Importantly, not all cavitations exhibit obvious symptoms such as pain, redness, fever, or pus. Because of this, these defects can easily go undetected for many years.

The good news is that successful treatment may help resolve “seemingly unrelated chronic inflammatory conditions” elsewhere in the body, as well as in the mouth. As the International Academy of Oral Medicine & Toxicology notes in an updated position paper they released last month,

Whether systemic illnesses are of an autoimmune nature or inflammation occurring otherwise, significant improvements have been reported, including improvement in cancer. The symptom complex associated with these lesions is highly individualized and therefore not generalizable or easily recognizable. Therefore, the IAOMT is of the mindset that when a patient is diagnosed with jawbone cavitations with or without associated localized pain, and also has other systemic illness previously not attributed to jawbone cavitations, the patient needs further evaluation to determine if the illness is associated with, or is a consequence of the disease.

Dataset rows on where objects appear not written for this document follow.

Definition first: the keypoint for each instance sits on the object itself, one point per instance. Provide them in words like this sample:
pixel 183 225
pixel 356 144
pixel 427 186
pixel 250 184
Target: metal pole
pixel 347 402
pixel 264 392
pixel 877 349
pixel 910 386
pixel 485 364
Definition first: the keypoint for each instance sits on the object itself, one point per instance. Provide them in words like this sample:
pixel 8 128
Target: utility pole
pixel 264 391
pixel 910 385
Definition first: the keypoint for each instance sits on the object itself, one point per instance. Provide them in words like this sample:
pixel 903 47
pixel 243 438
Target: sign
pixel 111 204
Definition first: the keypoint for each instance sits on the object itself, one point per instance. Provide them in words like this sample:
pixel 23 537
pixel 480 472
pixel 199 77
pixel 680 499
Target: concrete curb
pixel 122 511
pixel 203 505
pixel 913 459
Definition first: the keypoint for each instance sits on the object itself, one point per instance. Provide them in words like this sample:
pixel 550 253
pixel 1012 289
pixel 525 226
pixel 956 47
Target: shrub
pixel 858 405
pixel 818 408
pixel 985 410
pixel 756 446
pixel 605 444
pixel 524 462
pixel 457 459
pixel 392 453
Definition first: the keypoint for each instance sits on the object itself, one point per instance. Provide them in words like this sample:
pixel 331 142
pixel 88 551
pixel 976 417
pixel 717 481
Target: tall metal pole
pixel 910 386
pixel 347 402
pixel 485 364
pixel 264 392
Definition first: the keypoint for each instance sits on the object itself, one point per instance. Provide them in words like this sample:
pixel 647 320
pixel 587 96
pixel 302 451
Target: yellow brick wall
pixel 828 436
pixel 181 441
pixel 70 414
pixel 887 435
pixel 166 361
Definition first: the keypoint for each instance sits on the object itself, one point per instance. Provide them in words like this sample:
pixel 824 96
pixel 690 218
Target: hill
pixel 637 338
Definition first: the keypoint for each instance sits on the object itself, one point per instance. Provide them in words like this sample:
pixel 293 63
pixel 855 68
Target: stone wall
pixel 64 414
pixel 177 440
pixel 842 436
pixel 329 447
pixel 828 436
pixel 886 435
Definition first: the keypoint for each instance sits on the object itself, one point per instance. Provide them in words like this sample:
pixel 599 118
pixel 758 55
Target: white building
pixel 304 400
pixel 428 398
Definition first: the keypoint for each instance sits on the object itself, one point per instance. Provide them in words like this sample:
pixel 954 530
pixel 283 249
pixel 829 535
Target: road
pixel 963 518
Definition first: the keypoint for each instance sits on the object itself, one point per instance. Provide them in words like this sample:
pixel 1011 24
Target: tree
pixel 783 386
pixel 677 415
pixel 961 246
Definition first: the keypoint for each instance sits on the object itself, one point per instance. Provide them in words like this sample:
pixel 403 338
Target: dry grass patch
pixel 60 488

When it is, surgical cleaning and disinfection of the sites is generally called for, along with other treatments to eradicate the infection and support the proper healing of the site, as well as more general detoxification therapies to address the systemic impact of cavitations.

Here in our office, that includes ozone and laser sterilization of the cavitation site(s), the use of platelet rich fibrin (PRF) to support faster and better healing, and photobiomodulation to reduce post-op discomfort and further accelerate the healing process. (You’ll find all the details of our cavitational surgery protocol here.)

The whole IAOMT paper is worth a read, offering an excellent overview of the nature of cavitations, risk factors, and treatment guidance for dentists. (Read the paper now.) It also makes the case for a more specific and accurate name for the condition: Chronic Ischemic Medullary Disease of the Jawbone (CIMDJ).

CIMDJ describes a bone condition characterized by the death of cellular components of cancellous bone, secondary to an interruption of the blood supply.

Of course, new names take a while to catch on. Some of the other names you might run across in the meantime include neuralgia inducing cavitational osteonecrosis (NICO), fatty degenerative osteonecrosis of jawbone (FDOJ), and chronic ischemic bone disease (CIBD), just to name a few. (“Ischemic” refers to the condition of not having enough blood, while “osteonecrosis” literally translates to “bone death.”)

All refer to the same kind of hidden infection – an infection that can and should be treated for the sake of oral and whole body health alike.